Auf einen plötzlichen Inflationsschub, der Haushalte schwer belastet, kann die Politik auf zweierlei Arten reagieren: Sie kann versuchen, die Preissteigerungen direkt zu bekämpfen, sei es durch gezielte Steuersenkungen oder gar durch Preisdeckel. Oder sie kann sich auf der Einnahmen- und Ausgabenseite daran anpassen.

Der erste Weg ist oft populär, aber führt zu falschen Preissignalen, Marktverzerrungen und manchmal sogar Versorgungsengpässen. Zum Glück ist die Regierung hier nicht dem Beispiel vieler anderer EU-Staaten gefolgt und hat darauf vollständig verzichtet.

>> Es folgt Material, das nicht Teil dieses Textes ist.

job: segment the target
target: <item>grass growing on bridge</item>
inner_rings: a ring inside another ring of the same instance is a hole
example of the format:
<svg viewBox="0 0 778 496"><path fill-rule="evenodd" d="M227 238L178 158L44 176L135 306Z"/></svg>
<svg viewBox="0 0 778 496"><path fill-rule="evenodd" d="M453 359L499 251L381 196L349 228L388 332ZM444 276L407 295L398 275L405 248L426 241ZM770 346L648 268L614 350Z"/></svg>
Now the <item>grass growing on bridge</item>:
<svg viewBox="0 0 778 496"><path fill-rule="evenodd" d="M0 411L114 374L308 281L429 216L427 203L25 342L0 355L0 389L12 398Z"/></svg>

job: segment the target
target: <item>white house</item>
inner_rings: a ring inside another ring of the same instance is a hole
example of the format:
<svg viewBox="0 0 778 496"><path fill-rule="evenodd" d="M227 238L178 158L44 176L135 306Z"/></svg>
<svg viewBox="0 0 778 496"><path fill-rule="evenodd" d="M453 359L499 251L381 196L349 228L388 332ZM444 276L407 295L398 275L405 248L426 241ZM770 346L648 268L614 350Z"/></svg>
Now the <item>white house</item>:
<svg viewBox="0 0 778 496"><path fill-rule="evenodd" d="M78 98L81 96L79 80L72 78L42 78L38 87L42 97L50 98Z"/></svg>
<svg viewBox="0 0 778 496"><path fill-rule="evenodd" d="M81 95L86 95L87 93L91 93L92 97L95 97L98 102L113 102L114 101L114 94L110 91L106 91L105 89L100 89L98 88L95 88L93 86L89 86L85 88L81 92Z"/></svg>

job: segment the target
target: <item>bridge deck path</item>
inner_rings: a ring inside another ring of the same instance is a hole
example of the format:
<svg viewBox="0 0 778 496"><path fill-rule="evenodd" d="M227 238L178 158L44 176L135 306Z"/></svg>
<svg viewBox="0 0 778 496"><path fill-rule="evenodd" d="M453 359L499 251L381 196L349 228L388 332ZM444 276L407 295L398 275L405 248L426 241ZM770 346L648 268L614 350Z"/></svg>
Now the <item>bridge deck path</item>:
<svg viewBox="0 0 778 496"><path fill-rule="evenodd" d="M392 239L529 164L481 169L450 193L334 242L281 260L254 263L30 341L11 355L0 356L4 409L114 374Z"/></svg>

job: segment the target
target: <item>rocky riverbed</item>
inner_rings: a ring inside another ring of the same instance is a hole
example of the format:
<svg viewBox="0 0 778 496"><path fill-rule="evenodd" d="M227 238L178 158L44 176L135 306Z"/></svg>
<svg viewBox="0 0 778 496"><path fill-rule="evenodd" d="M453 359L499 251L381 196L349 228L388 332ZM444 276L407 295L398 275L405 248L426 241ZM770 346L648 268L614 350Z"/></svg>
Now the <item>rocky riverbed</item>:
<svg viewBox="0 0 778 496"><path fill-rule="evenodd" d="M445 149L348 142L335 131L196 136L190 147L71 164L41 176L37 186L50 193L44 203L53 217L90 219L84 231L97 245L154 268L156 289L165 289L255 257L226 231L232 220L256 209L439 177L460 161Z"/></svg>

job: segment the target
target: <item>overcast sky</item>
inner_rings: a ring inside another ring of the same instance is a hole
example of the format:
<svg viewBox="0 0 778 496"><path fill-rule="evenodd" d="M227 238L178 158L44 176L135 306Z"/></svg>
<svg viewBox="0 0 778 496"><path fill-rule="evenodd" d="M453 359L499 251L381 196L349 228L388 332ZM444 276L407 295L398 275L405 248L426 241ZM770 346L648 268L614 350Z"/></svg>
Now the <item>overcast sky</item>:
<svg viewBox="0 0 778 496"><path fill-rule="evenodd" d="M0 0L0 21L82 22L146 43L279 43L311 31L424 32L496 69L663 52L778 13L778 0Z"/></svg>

Anpassung an die Inflation

Stattdessen akzeptiert sie die Inflation als gegeben, überlässt den Kampf dagegen den Notenbanken und passt das Steuersystem und die Sozialpolitik so daran an, dass die Folgen für die Menschen weitgehend abgefedert werden. Das erreicht sie neben einer Reihe von Einmalzahlungen vor allem mit der automatischen Anpassung der meisten Sozialleistungen sowie der weitgehenden Abschaffung der kalten Progression – also der schleichenden Steuererhöhung, die dann eintritt, wenn Lohnsteigerungen, die bloß die Inflation ausgleichen, die Menschen in höhere Steuerklassen treiben.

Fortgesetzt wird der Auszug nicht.